Add this line to your application's Gemfile:
gem 'actionmailer-markdown'
And then execute:
$ bundle
Or install it yourself as:
$ gem install actionmailer-markdown
Imagine that you have a mail named UserMailer#welcome
. Instead of manually defining your subjects like the following, you can create the subject by defining the user_mailer.welcome.subject
translation.
# app/mailers/user_mailer.rb
class UserMailer < ApplicationMailer
def welcome(email)
mail to: email, subject: 'Welcome to Myapp'
end
end
# config/locales/en.yml
en:
user_mailer:
welcome:
subject: Welcome to my app
Since I really like defining everything I can in I18n files, I always extend this behavior to the message's body, through the user_mailer.welcome.body
translation.
# config/locales/en.yml
en:
user_mailer:
welcome:
subject: Welcome to my app
body: |
This is an e-mail body.
--
Myapp team
Did you notice that |
? That allows YAML strings to be multiline.
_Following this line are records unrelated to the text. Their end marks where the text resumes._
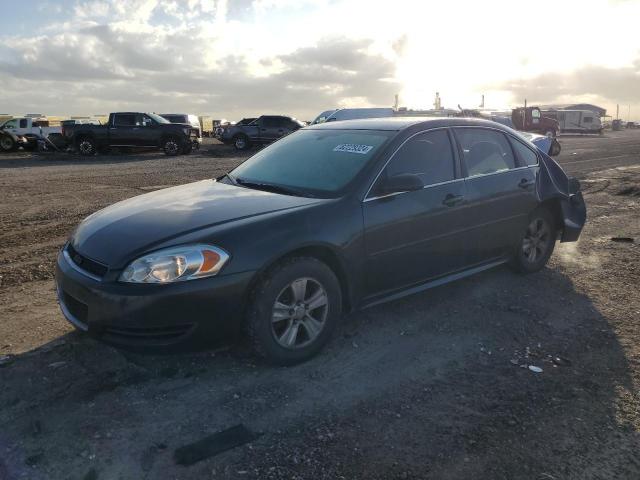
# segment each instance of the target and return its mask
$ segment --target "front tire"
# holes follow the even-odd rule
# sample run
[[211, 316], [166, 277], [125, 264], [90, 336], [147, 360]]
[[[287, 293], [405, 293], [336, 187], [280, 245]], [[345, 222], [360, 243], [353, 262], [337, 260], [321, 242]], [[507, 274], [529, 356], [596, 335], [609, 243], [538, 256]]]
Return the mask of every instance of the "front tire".
[[553, 253], [557, 237], [554, 216], [546, 208], [538, 208], [529, 217], [529, 225], [511, 260], [511, 266], [520, 273], [542, 270]]
[[276, 365], [316, 355], [342, 314], [340, 284], [333, 271], [311, 257], [273, 267], [256, 286], [247, 314], [254, 351]]
[[180, 142], [175, 137], [165, 138], [162, 142], [162, 150], [169, 157], [174, 157], [180, 153]]
[[13, 152], [16, 149], [16, 142], [9, 135], [0, 137], [0, 150], [3, 152]]
[[248, 150], [251, 147], [251, 141], [246, 135], [236, 135], [233, 137], [233, 146], [236, 150]]

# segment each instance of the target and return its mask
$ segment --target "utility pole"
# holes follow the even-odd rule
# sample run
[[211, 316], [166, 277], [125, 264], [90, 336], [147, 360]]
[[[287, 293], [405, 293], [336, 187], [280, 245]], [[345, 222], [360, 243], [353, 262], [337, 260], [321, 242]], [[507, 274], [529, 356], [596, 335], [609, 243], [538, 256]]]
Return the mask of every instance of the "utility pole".
[[616, 103], [616, 120], [620, 120], [620, 104]]

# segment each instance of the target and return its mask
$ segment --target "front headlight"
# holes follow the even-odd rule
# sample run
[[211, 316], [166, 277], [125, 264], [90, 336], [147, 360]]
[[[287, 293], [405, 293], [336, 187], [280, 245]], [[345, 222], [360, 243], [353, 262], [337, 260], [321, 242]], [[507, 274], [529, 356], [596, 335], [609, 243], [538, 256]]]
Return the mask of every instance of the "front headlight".
[[185, 245], [149, 253], [129, 264], [120, 278], [129, 283], [170, 283], [216, 275], [229, 254], [212, 245]]
[[191, 135], [191, 129], [190, 128], [183, 128], [182, 131], [184, 132], [185, 135], [189, 136]]

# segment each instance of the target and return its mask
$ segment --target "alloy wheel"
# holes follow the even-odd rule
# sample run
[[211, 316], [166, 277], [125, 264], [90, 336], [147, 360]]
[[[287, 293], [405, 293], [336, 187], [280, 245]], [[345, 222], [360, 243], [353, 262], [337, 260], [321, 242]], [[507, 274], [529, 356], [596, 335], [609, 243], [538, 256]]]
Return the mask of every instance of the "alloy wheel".
[[535, 218], [527, 227], [522, 241], [522, 253], [529, 263], [535, 263], [547, 253], [549, 249], [549, 235], [551, 229], [543, 218]]
[[164, 144], [164, 150], [169, 155], [175, 155], [178, 153], [178, 143], [175, 140], [169, 140]]
[[81, 154], [90, 155], [91, 153], [93, 153], [93, 144], [88, 140], [83, 140], [78, 145], [78, 149], [80, 150]]
[[271, 313], [271, 332], [287, 349], [303, 348], [323, 331], [329, 298], [313, 278], [299, 278], [280, 291]]

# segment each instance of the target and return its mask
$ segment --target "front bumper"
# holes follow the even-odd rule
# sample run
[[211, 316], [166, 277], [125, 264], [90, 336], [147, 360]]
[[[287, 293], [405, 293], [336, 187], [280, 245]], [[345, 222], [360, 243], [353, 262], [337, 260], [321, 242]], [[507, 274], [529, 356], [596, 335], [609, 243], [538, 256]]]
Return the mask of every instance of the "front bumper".
[[79, 330], [122, 347], [198, 348], [228, 342], [242, 328], [253, 272], [168, 285], [125, 284], [85, 275], [60, 252], [62, 313]]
And on your e-mail class you can do something like this:
# app/mailers/user_mailer.rb
class UserMailer < ApplicationMailer
def welcome(email)
mail to: email, body: I18n.t('user_mailer.welcome.body')
end
end
And if you want to render HTML and text-plain from this string, you may have to do something like this (Markdown class not shown).
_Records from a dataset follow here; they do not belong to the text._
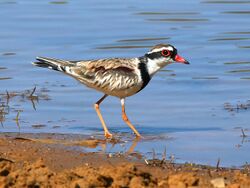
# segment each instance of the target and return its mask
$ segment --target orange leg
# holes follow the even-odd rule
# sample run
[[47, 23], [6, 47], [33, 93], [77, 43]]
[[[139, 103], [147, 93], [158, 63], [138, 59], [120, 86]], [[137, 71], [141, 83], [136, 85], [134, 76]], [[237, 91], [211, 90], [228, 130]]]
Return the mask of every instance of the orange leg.
[[141, 137], [140, 133], [135, 129], [135, 127], [132, 125], [132, 123], [129, 121], [128, 116], [125, 112], [125, 99], [121, 99], [121, 105], [122, 105], [122, 119], [125, 121], [125, 123], [134, 131], [137, 137]]
[[105, 124], [105, 122], [104, 122], [104, 120], [103, 120], [103, 117], [102, 117], [102, 114], [101, 114], [101, 112], [100, 112], [100, 109], [99, 109], [99, 105], [101, 104], [101, 102], [102, 102], [107, 96], [108, 96], [108, 95], [105, 94], [102, 98], [100, 98], [100, 100], [97, 101], [97, 102], [95, 103], [94, 107], [95, 107], [96, 113], [97, 113], [97, 115], [98, 115], [98, 117], [99, 117], [99, 119], [100, 119], [100, 121], [101, 121], [101, 123], [102, 123], [103, 129], [104, 129], [104, 135], [105, 135], [105, 137], [106, 137], [106, 138], [112, 138], [112, 134], [109, 132], [109, 130], [108, 130], [108, 128], [107, 128], [107, 126], [106, 126], [106, 124]]

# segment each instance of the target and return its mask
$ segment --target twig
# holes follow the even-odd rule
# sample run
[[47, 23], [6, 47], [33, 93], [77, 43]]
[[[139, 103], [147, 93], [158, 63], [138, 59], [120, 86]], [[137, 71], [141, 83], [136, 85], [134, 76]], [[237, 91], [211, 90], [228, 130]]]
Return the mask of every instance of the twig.
[[8, 162], [10, 162], [10, 163], [14, 163], [14, 161], [12, 161], [12, 160], [10, 160], [10, 159], [5, 159], [5, 158], [3, 158], [3, 157], [0, 157], [0, 162], [2, 162], [2, 161], [8, 161]]
[[216, 164], [216, 170], [218, 171], [220, 168], [220, 158], [218, 158], [217, 160], [217, 164]]
[[9, 92], [6, 90], [6, 95], [7, 95], [7, 98], [6, 98], [6, 103], [7, 105], [9, 105], [9, 101], [10, 101], [10, 94]]
[[241, 135], [241, 136], [242, 136], [243, 138], [247, 137], [247, 135], [245, 134], [245, 132], [244, 132], [243, 129], [241, 129], [241, 132], [242, 132], [242, 135]]
[[20, 115], [20, 111], [17, 111], [17, 115], [16, 115], [16, 125], [18, 127], [18, 130], [19, 130], [19, 134], [20, 134], [20, 124], [19, 124], [19, 115]]
[[35, 93], [35, 91], [36, 91], [36, 86], [33, 88], [32, 92], [30, 94], [30, 97], [33, 97], [33, 94]]
[[152, 150], [153, 150], [153, 154], [152, 154], [153, 155], [153, 159], [155, 159], [155, 149], [153, 148]]
[[162, 160], [165, 161], [167, 159], [167, 148], [164, 148], [164, 152], [162, 154]]
[[7, 99], [9, 100], [10, 94], [9, 94], [9, 92], [7, 90], [6, 90], [6, 95], [7, 95]]
[[32, 107], [33, 107], [33, 109], [36, 111], [36, 105], [35, 105], [34, 100], [33, 100], [33, 99], [30, 99], [30, 101], [31, 101], [31, 103], [32, 103]]
[[17, 115], [16, 115], [16, 118], [15, 118], [16, 122], [19, 121], [19, 115], [20, 115], [20, 111], [17, 111]]
[[174, 163], [174, 160], [175, 160], [175, 157], [174, 157], [174, 155], [173, 155], [173, 154], [171, 154], [171, 155], [170, 155], [170, 163], [172, 163], [172, 164], [173, 164], [173, 163]]

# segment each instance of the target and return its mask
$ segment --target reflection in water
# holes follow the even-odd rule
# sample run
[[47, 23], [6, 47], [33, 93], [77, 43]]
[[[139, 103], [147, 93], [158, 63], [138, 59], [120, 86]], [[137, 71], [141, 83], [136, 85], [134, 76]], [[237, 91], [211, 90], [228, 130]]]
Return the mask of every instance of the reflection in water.
[[[10, 134], [16, 135], [16, 133]], [[144, 138], [136, 138], [131, 135], [114, 135], [112, 139], [101, 139], [103, 136], [84, 136], [84, 135], [71, 135], [71, 134], [25, 134], [18, 133], [15, 139], [26, 140], [31, 142], [43, 143], [43, 144], [56, 144], [67, 147], [73, 147], [74, 149], [83, 149], [87, 152], [102, 152], [108, 154], [108, 157], [120, 156], [120, 155], [131, 155], [134, 157], [142, 158], [146, 157], [149, 153], [145, 154], [140, 151], [137, 146], [139, 144], [150, 144], [151, 142], [157, 141], [170, 141], [169, 138], [163, 137], [151, 137], [146, 136]], [[137, 149], [136, 149], [137, 148]], [[153, 150], [154, 158], [158, 156], [156, 150]], [[166, 147], [164, 147], [163, 158], [166, 159]]]
[[21, 112], [21, 110], [18, 110], [18, 111], [17, 111], [16, 118], [14, 119], [15, 122], [16, 122], [16, 125], [17, 125], [17, 127], [18, 127], [18, 133], [20, 133], [20, 130], [21, 130], [20, 123], [19, 123], [19, 120], [20, 120], [20, 119], [19, 119], [20, 112]]
[[0, 122], [3, 127], [3, 122], [5, 121], [5, 115], [8, 114], [9, 108], [6, 106], [6, 104], [2, 101], [0, 101]]
[[[249, 101], [248, 101], [249, 102]], [[249, 106], [248, 106], [249, 107]], [[240, 147], [243, 147], [244, 144], [250, 142], [249, 140], [249, 136], [247, 135], [246, 132], [248, 132], [249, 130], [248, 129], [244, 129], [242, 127], [235, 127], [235, 130], [241, 132], [241, 141], [240, 141], [240, 144], [237, 144], [235, 145], [237, 148], [240, 148]]]
[[14, 116], [12, 120], [15, 121], [19, 130], [18, 132], [20, 132], [20, 114], [23, 112], [20, 103], [31, 101], [33, 109], [36, 110], [35, 105], [38, 104], [38, 100], [49, 100], [47, 93], [39, 90], [37, 95], [35, 95], [35, 91], [36, 87], [31, 90], [25, 90], [21, 92], [6, 91], [6, 93], [0, 93], [0, 122], [3, 128], [3, 122], [9, 117], [11, 118]]
[[[113, 149], [115, 147], [115, 145], [119, 144], [118, 148], [120, 148], [120, 149], [118, 149], [119, 150], [118, 153], [120, 153], [120, 151], [122, 150], [122, 147], [120, 147], [120, 144], [122, 143], [122, 144], [128, 144], [128, 145], [130, 145], [126, 151], [123, 151], [124, 153], [126, 153], [126, 154], [129, 155], [129, 154], [134, 153], [135, 148], [136, 148], [138, 142], [141, 141], [141, 140], [142, 140], [141, 138], [137, 138], [137, 137], [135, 137], [132, 141], [129, 140], [129, 141], [126, 141], [126, 142], [121, 141], [121, 140], [116, 140], [114, 142], [113, 139], [111, 139], [110, 141], [109, 140], [105, 140], [105, 142], [101, 143], [102, 152], [109, 153], [110, 149]], [[110, 149], [108, 149], [109, 145], [111, 145]]]
[[225, 103], [224, 109], [228, 112], [240, 112], [241, 110], [248, 110], [250, 108], [250, 100], [247, 100], [246, 102], [240, 102], [238, 101], [237, 104], [231, 104], [231, 103]]
[[131, 154], [135, 151], [135, 147], [137, 143], [141, 140], [141, 138], [135, 137], [135, 139], [132, 142], [132, 145], [129, 147], [128, 151], [126, 152], [127, 154]]
[[[132, 154], [135, 151], [135, 148], [139, 142], [143, 142], [142, 138], [134, 138], [131, 140], [131, 138], [127, 138], [124, 141], [124, 138], [112, 138], [112, 139], [99, 139], [95, 138], [85, 138], [83, 135], [81, 135], [79, 138], [76, 139], [77, 136], [74, 135], [50, 135], [50, 134], [44, 134], [40, 135], [40, 138], [34, 138], [35, 135], [25, 135], [25, 134], [19, 134], [19, 139], [25, 139], [33, 142], [40, 142], [44, 144], [61, 144], [65, 146], [77, 146], [77, 147], [83, 147], [86, 149], [92, 149], [92, 151], [97, 151], [98, 148], [102, 149], [102, 152], [104, 153], [110, 153], [110, 151], [117, 146], [116, 152], [120, 153], [121, 151], [126, 154]], [[124, 135], [123, 135], [124, 136]], [[45, 138], [43, 138], [45, 137]], [[149, 139], [146, 139], [149, 141]], [[125, 145], [128, 146], [128, 149], [126, 151], [123, 151], [125, 148]]]

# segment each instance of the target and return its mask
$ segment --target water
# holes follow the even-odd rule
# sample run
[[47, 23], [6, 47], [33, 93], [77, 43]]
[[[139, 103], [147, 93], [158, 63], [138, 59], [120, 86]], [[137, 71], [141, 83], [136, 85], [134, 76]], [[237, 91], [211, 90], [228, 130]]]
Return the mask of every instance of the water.
[[[129, 118], [145, 137], [135, 151], [150, 156], [154, 148], [161, 155], [166, 148], [177, 162], [249, 163], [249, 137], [241, 137], [241, 129], [249, 134], [250, 124], [249, 7], [247, 0], [1, 0], [0, 131], [102, 133], [93, 109], [102, 94], [32, 66], [36, 56], [136, 57], [155, 44], [171, 43], [191, 65], [166, 67], [126, 100]], [[32, 104], [34, 86], [40, 98]], [[25, 90], [6, 104], [6, 91]], [[247, 109], [236, 109], [241, 103]], [[125, 149], [108, 145], [107, 151], [129, 148], [133, 136], [121, 119], [119, 100], [108, 97], [101, 110], [110, 131], [124, 133], [128, 141]]]

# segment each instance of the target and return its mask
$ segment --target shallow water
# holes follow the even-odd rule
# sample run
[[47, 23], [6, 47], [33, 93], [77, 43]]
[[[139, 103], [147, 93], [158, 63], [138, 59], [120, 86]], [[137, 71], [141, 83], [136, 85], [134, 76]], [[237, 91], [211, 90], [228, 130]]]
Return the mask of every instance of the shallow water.
[[[191, 65], [166, 67], [127, 99], [127, 114], [145, 137], [135, 151], [151, 155], [154, 149], [161, 155], [166, 148], [178, 162], [249, 163], [249, 137], [243, 139], [241, 129], [250, 134], [250, 109], [237, 108], [250, 99], [249, 6], [247, 0], [2, 0], [0, 131], [102, 133], [93, 109], [102, 94], [32, 66], [36, 56], [136, 57], [155, 44], [171, 43]], [[34, 86], [40, 97], [32, 103]], [[25, 90], [25, 95], [6, 97], [6, 91]], [[119, 100], [109, 97], [101, 109], [110, 131], [126, 134], [129, 147], [131, 130], [121, 119]], [[123, 150], [120, 145], [107, 149]]]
# app/mailers/user_mailer.rb
class UserMailer < ApplicationMailer
def welcome(email)
message = I18n.t('user_mailer.welcome.body')
mail to: email do |format|
format.text { render plain: message }
format.html { render html: Markdown.html(message).html_safe }
end
end
end
This idea is really nice, but you have too much things to deal with. Not anymore!
With ActionMailer::Markdown you can just define your mailer action like this:
# app/mailers/user_mailer.rb
class UserMailer < ApplicationMailer
def welcome(email)
mail to: email
end
end
That's right! This gem automatically uses user_mailer.welcome.{subject,body}
from your translation files. And the best part: it evens supports Markdown.
You're likely to pass in variables to your messages. To do this, just define instance variables. Imagine you want to parse the user's name on your subject and message. Let's suppose you have your translation file defined like this:
en:
user_mailer:
welcome:
subject: 'Welcome to Myapp, %{name}'
body: |
Hello, %{name}. And welcome to Myapp.
This is what your mailer will look like:
class UserMailer < ApplicationMailer
def welcome(user)
@name = user.name
mail to: user.email
end
end
Same thing for URLs:
class UserMailer < ApplicationMailer
def activation_email(user)
@name = user.name
@activation_url = account_activation_url(user.uuid)
mail to: user.email
end
end
And your e-mail body can be something like this:
en:
user_mailer:
activation_email:
subject: Activate your account
body: |
Hello, %{name}!
You have to [activate your account](%{activation_url}).
Thanks,
--
Myapp team
You may be wondering what happens with the mail's text part. Don't worry! ActionMailer::Markdown will take care of that. That message will be rendered as:
Hello, John!
You have to activate your account[1].
Thanks,
--
Myapp team
[1]: http://example.com/activate/4d4b4396-dc26-47c4-b433-2cd9a1b45ce1
Lists and other elements are also exported to a more friendly text version.
PROTIP: Use i18n-dot_lookup if you want to access properties from an object, like %{user.name}
redcarpet is the default Markdown parser. You may want to specify different options or even switch out to a different Markdown library. All you have to do is defining a processor that responds to .call
. Let's say you want to use kramdown as your Markdown engine.
ActionMailer::Markdown.processor = -> text { Kramdown::Document.new(text).to_html }
You can use templates if you want. Just don't define the .body
part of your translation. Also, if you pass a block to the mail()
method, it will skip this functionally completely.
If you want to use Markdown files instead of I18n translations, this gem is not for you. Consider using maildown or markerb.
After checking out the repo, run bin/setup
to install dependencies. Then, run rake test
to run the tests. You can also run bin/console
for an interactive prompt that will allow you to experiment.
To install this gem onto your local machine, run bundle exec rake install
. To release a new version, update the version number in version.rb
, and then run bundle exec rake release
, which will create a git tag for the version, push git commits and tags, and push the .gem
file to rubygems.org.
Bug reports and pull requests are welcome on GitHub at https://github.com/fnando/actionmailer-markdown. This project is intended to be a safe, welcoming space for collaboration, and contributors are expected to adhere to the Contributor Covenant code of conduct.
The gem is available as open source under the terms of the MIT License.